大学院生のへちま細太郎を主人公にしたお話。

おとうさんたちの暴走

2006-09-24 23:33:20 | へちま細太郎
HelloKittyちゃんたち、君のために生きる藤川だよ

去年より、働き過ぎてボロボロ。来年が不安(^_^;)

一昨日の夜、剛を連れて帰ったらこ~いっちゃんがいない。そしたら、裏口からこそこそとどこからか帰ってきた様子。俺と剛の姿を見て、ぎょっとした表情を見せ、手に持っていたブルーのシートを隠そうとした。
「まさか…」
という疑いをそらすかのように、
「念のために、もう1枚買ってきたんだよ」
と、嘘ぶいた。
おおかた学校に場所取りに行き、警察騒ぎに紛れて帰ってきたんだろう。
「あんたねっ、バカ息子っ
おふくろさんが、学校からの文書を目の前に突き出し、
「ほれ、場所取りはご遠慮ください、とあるだろ。おまえも学校に勤めているんならわかるだろっ
と、息子を怒鳴りつけた。
30にもなって、恥ずかしいなあ
ところが、やっぱり懲りていなかった、こ~いっちゃんをはじめとする近頃の親たちは…
中止になった夜、再び金網から侵入。
こういうことのないように警備員を配置していたようなんだが、その警備員の制止を振り切って強行突破し、またもや警察騒ぎになった。
「孫の運動会だぞ、何が悪い」
中にはへべれけに酔っぱらったじいさんが警官にからみ、なおかつチャリで帰宅しようとしたところを注意され抵抗したため、公務執行妨害、飲酒運転の現行犯で緊急逮捕された。

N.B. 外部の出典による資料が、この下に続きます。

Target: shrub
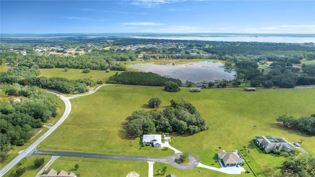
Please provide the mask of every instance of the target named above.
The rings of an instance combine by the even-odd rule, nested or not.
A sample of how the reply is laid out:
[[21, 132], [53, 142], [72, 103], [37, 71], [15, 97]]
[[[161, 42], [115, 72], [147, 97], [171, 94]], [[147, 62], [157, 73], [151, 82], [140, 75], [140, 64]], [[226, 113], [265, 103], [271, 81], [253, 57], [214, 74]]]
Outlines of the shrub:
[[38, 167], [45, 163], [45, 159], [43, 158], [36, 158], [34, 160], [34, 165]]
[[18, 175], [18, 176], [20, 177], [20, 176], [22, 175], [23, 174], [25, 173], [25, 167], [18, 168], [18, 169], [16, 169], [16, 171], [15, 171], [15, 173], [16, 173], [16, 174]]
[[83, 71], [82, 71], [82, 72], [83, 73], [88, 73], [90, 72], [91, 72], [91, 69], [90, 68], [84, 69], [83, 69]]
[[152, 96], [149, 100], [149, 106], [151, 108], [158, 108], [162, 101], [158, 96]]
[[169, 92], [178, 92], [181, 90], [181, 89], [178, 87], [178, 85], [174, 82], [167, 81], [165, 82], [165, 87], [164, 88], [164, 90]]

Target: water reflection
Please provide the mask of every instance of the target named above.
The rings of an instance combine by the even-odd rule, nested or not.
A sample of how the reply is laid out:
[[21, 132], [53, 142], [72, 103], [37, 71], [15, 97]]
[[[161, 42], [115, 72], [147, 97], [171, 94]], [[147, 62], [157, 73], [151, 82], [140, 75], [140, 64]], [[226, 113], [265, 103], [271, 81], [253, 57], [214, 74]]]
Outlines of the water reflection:
[[221, 62], [206, 60], [185, 64], [138, 63], [129, 67], [140, 71], [157, 73], [164, 77], [179, 79], [184, 83], [186, 81], [193, 83], [222, 79], [229, 81], [234, 79], [234, 75], [236, 74], [233, 70], [223, 68], [223, 63]]

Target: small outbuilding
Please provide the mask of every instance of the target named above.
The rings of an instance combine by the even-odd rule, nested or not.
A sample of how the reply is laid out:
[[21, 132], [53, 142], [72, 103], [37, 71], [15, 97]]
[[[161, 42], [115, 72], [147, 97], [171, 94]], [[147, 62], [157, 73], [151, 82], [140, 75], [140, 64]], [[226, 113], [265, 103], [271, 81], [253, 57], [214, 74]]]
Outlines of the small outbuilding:
[[245, 88], [244, 90], [245, 91], [256, 91], [256, 88]]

さらに、泥酔状態で住所がわからずチャリにあった住所に連絡したら盗難自転車とわかり、窃盗の罪も加わった。
呆れてものも言えない。
最近の運動会はどういうことになってんだ?と思ったら、これが当たり前なんだそうだ。
どっひぇぇだ。
俺たちに見張られて場所取りに行けなかったこ~いっちゃんだが、競技が始まるやいなやビデオカメラを持ち細太郎を追いかけていた。
おふくろさんに言わせると毎年のことなんだそうだ。
「ただ、今年は様子が違うわねぇ」
と、競技そっちのけのピクニックモードのおふくろさんは首をかしげた。
「去年までの細太郎は、カメラに向かって大はしゃぎだったのに、今年は嫌がっているみたい」
「へー」
俺は競技に目を移すと、カメラ片手の父親たちが、我先にと我が子を撮影している。別に悪いことではないと思うが、あれでは“記録”には残っても“記憶”には残らないと思うんだが。
しかも、我が子にしか集中していないから、他に目がいかないからあちこちでもめ事が起きていた。
学校からの注意書きも無視した暴走に、親バカの言葉は当てはまらない。
「あんたもね、親になればわかるよ」
お昼で戻ってきたこ~いっちゃんは、何が悪いと言わんばかりだ。
細太郎は、そんな父親に背を向け、お弁当を食べていた。
何を考えている、細太郎…。
俺も、最近はさっぱりわからんぞ。